Noise-induced motions are a significant source of uncertainty in the response of electrostatic MEMS where electrical and mechanical sources contribute to noise and can result in sudden and dramatic loss of stability. In this manuscript, we present an analysis for the stabilization of an electrostatically actuated MEMS resonator in the presence of noise processes using a stochastic optimal control scheme. A stochastic lumped-mass model that accounts for the uncertainty in mass, mechanical restoring force, bias voltage, and AC voltage amplitude of the resonator is presented. The Ito^ equations, describing the averaged modulations of the resonator's total energy and phase difference, are obtained via the stochastic averaging of energy envelope. The stochastic optimal control law aiming at minimization the pull-in probability of the resonator is determined via the stochastic dynamic programming equations associated with the Ito^ equations.

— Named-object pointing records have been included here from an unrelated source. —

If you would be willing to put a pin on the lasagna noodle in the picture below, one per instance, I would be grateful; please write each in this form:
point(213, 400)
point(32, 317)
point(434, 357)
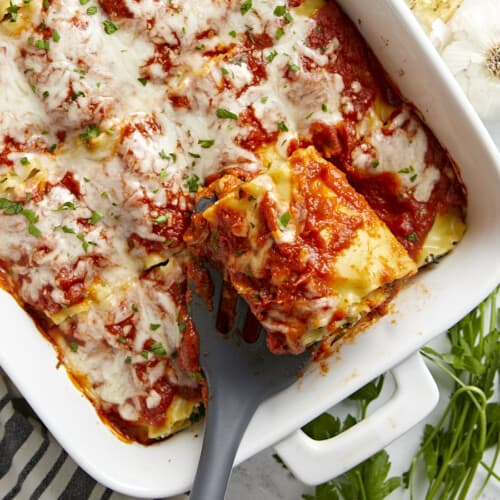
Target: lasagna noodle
point(303, 248)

We show that the resulting stochastic optimal feedback control, with a careful selection of its control gain, can be used to suppress the noise-activated pull-in instability of the disturbed resonator. The impact of the time delay inherent in the feedback control input on the control effectiveness is investigated. In addition, the control scheme also shows superior performance in counteracting the deterministic pull-in instability of the resonator operating in the dynamic pull-in frequency band. Good agreement between the theoretical results and numerical simulation is demonstrated.